Gazeteciliğin en etkili yönlerinden biri gözlem ve tanıklıktır. Bunun için de sokakta, meydanda gezmek gerekir.
 
Çarşıya-pazara uğramak lazım.  Yani halkın içinde, halkla iç içe olmak şart. 
 
Toplumdan kopuk, toplumun gerçeğini bilmeyen haberci olamaz, olmamalı. Çok klişe olacak ama tanım olarak çok oturduğu için ben de kullanacağım. Plazalarda habercilik yapılmaz. 
 
Artık çoğu muhabir/editörün haber kaynağı internet ve akıllı telefonlar maalesef. Haber kaynağı ile yüz yüze görüşmek hak getire. Kaynak olarak insanın yerini makine ve teknoloji aldı. 
 
Okur, akıl veren, toplum mühendisliği yapmaya kalkan gazeteci tipini artık istemiyor/sevmiyor. Kimse artık “CAHİL” değil. Okur, “sen haberi olduğu gibi ver. Ben analiz ederim” talebini her geçen gün daha yüksek dile getiriyor.  O yüzden köşe yazarından çok muhabir çalıştırmak lazım. 
 
Sosyal medya, klasik medyayı sonsuza kadar değiştirdi. Özellikle gazetecileri çok körleştiren bir mecraya dönüştü sosyal medya.
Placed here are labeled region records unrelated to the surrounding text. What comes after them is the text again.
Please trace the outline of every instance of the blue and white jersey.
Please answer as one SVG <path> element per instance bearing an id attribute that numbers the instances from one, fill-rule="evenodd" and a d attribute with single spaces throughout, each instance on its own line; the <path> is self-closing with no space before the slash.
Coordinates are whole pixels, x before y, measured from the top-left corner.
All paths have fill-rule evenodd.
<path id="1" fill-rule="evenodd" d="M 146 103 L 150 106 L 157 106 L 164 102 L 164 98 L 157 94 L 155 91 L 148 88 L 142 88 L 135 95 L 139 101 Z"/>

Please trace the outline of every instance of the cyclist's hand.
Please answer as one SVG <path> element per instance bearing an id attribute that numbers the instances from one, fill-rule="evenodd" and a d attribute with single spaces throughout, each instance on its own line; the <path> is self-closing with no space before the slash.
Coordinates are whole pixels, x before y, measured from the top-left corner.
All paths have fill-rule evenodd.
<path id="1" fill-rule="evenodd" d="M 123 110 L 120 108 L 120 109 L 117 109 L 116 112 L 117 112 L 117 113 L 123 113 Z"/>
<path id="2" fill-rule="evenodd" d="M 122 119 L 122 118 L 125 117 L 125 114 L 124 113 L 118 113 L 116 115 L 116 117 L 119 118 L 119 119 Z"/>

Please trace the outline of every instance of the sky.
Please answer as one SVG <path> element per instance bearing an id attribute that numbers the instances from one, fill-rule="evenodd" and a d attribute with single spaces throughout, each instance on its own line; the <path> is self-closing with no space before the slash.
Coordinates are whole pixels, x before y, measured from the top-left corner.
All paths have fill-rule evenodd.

Hele hele WhatsApp grupları habercileri tembelleştiriyor. Evet, bu mecraları yok sayamayız ama sadece bunlardan da beslenemeyiz. 
 
NRT TV’nin PKK bağlantısı
 
Haftasonu terör örgütünün sivilleri nasıl kullandığına bir kez daha tanıklık ettik.  PKK’lı teröristler, sivil halkı kışkırtarak Kuzey Irak’taki güvenlik üssümüze saldırttı. Halkın arasına giren teröristler ortalığı iyice karıştırdıktan sonra olay yerinden ayrılıp kaçtı ancak terör örgütüne yakın medya kuruluşları kara propagandaya devam etti. 
 
Bu olayda özellikle Süleymaniye merkezli NRT televizyonu öne çıktı. NRT gün boyunca provokatif yayınlar yaptı.
 
Terör örgütünün propagandasını sürdürdü. Televizyonun sahibi ise zaman zaman İran’a zaman zaman ise ABD’ye yakın duruyor. Ama her zaman terör örgütünün güdümünde. IKBY, olayların ardından terör örgütünün kontrolündeki NRT’nin bölgedeki ofisini kapattı.